All my novels, right from Season of the Rainbirds – my first novel, have had multiple perspectives. I am never interested in one view point. Writers don’t tell you what to think, they tell you what to think about. It’s been an extraordinary decade beginning with 9/11, ending with the Arab Spring. There’s been a clash between an incomplete understanding of the East and an incomplete understanding of the West. A writer has to present as many of these elements as possible in his work without losing its worth as a work of art.


Your works are so detailed, it must take a lot of research. Also, it is said that you take a long time over your books. Are you a fussy writer?

My most recent work, Blind Man’s Garden took four-and-a-half years to write. And of this I worked everyday for three years. That is my speed, a lot of work goes into it.
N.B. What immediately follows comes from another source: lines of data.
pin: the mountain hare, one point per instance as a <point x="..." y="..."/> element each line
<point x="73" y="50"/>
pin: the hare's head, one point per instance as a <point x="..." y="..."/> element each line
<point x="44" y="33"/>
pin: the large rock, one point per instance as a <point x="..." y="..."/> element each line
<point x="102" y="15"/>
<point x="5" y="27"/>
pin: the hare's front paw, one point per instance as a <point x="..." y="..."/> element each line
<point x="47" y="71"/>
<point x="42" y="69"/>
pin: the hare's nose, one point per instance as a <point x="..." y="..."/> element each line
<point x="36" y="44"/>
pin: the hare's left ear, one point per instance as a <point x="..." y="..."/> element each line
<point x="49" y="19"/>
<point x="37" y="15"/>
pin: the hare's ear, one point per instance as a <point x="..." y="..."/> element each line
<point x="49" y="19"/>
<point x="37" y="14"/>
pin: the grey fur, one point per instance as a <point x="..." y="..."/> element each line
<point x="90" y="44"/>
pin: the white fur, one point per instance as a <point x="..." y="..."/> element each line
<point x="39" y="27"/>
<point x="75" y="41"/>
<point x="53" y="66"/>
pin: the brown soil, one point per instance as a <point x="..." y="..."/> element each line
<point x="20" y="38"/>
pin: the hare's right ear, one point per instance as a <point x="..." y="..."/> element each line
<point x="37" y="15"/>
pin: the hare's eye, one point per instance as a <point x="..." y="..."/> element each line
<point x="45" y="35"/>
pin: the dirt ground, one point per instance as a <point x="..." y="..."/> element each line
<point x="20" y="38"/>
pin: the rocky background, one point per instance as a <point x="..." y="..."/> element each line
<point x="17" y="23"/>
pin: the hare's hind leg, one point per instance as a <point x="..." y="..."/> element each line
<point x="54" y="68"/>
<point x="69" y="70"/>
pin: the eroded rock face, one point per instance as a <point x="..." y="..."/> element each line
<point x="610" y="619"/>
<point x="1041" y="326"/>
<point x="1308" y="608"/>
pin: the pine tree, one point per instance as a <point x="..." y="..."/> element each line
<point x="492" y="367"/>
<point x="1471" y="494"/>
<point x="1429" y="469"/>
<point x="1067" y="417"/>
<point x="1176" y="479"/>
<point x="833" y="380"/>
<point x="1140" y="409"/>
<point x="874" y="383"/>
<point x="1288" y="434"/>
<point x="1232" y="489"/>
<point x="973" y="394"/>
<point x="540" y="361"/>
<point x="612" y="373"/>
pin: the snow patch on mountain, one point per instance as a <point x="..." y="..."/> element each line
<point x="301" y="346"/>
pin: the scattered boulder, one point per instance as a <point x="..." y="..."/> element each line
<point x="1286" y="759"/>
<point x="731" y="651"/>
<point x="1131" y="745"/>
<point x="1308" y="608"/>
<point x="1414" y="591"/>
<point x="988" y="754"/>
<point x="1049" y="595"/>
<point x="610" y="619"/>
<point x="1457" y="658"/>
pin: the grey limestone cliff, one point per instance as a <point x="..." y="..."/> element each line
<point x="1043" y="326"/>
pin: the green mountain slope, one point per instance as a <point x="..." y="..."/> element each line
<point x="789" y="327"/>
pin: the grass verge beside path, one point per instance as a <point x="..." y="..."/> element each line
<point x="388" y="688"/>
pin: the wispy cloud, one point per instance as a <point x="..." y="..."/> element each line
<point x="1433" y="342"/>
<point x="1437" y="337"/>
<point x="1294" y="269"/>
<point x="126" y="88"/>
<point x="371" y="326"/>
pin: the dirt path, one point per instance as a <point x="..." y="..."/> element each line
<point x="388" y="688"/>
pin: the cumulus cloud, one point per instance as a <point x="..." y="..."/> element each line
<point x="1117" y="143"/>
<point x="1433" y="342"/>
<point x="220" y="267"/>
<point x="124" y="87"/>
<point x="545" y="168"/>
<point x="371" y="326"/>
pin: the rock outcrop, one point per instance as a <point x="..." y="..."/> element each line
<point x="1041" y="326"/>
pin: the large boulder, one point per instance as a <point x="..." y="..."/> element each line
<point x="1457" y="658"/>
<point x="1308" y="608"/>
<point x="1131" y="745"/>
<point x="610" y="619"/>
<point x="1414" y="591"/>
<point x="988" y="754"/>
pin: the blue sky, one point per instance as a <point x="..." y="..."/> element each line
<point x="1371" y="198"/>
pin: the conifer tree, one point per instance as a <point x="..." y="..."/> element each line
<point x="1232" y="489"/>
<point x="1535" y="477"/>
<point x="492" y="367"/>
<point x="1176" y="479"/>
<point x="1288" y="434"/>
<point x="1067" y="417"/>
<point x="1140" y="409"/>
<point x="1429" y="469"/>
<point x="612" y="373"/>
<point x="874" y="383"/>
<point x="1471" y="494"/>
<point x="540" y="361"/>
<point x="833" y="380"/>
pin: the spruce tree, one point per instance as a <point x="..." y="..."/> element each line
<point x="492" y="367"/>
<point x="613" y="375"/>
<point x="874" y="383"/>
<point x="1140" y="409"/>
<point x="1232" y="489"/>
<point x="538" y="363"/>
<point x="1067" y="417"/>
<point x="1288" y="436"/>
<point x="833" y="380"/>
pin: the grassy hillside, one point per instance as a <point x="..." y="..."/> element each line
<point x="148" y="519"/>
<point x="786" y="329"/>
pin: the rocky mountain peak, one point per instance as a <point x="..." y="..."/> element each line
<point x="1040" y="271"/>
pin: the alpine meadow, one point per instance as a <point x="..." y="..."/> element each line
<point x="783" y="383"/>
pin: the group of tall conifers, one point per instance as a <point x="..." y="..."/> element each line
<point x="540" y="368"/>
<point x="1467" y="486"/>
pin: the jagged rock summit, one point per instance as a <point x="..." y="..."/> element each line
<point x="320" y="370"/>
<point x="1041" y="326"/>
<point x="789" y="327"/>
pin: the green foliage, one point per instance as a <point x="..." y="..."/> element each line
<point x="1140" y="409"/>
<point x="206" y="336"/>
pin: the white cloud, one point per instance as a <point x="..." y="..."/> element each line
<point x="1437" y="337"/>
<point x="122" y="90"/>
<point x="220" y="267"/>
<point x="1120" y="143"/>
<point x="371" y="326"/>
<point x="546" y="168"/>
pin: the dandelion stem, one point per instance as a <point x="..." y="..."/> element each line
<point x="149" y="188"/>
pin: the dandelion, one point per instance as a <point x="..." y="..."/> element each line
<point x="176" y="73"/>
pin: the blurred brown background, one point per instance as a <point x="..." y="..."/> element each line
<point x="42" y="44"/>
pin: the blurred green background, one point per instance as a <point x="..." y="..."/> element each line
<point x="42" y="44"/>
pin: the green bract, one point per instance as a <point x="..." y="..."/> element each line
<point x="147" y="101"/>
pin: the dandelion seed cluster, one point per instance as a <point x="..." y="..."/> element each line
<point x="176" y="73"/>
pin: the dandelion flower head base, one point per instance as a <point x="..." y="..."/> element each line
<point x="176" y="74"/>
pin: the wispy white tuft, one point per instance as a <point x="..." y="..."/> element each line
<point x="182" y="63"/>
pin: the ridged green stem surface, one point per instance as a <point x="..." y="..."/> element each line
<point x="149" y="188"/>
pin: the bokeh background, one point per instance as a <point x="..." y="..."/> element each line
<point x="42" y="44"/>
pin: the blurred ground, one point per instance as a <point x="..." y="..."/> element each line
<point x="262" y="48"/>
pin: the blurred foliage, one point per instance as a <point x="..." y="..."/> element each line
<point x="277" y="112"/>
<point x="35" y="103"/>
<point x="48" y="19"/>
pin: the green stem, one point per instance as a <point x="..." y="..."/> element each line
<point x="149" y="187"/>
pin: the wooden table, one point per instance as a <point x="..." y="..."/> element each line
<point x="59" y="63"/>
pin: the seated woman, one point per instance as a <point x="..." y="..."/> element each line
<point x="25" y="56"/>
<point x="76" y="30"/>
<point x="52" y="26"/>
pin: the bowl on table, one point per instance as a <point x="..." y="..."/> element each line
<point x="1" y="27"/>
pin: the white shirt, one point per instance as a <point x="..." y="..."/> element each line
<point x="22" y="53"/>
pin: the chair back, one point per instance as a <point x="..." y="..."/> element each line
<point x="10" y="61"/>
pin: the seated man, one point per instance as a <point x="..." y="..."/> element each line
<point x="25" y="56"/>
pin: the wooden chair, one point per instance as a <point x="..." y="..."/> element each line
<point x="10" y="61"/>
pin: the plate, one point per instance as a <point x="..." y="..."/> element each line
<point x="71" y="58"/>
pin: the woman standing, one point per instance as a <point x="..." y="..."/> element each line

People don’t realise that, they just see the end result. The books are so complex and one wishes to understand every aspect, every idea. For
The Blind Man’s Garden,
which is set partly in Afghanistan, I read every available fiction book on Afghanistan. I went and spoke to people who are blind to understand their perspective. But I am not someone who can ask personal questions unless I really know the person well. A year on, I still had nothing. So, for a week I taped-shut my eyes and felt the world as a blind person would – well, as nearly as I could. I followed it again the next year and the next.


So writing is not a ‘spontaneous outpouring of powerful feelings’ as Wordsworth said?

I can’t say for other writers, but not for me. What is spontaneous is journalism. In fiction, we have the luxury to think and take time over presentation.


Any writer who has influenced your writing or whom you identify with?


Pakistani writer Faiz Ahmed Faiz, Man Booker nominee Intizar Hussain ... and old timers like Conrad, Faulkner, James Joyce and Virginia Woolf.


Have you started work on your next book?

The news is the most emotional programme for me. Anything that disturbs me, my way of coping with it is to say I’ll write a novel about it. I am going to tackle Pakistan’s Blasphemy Law in my next novel.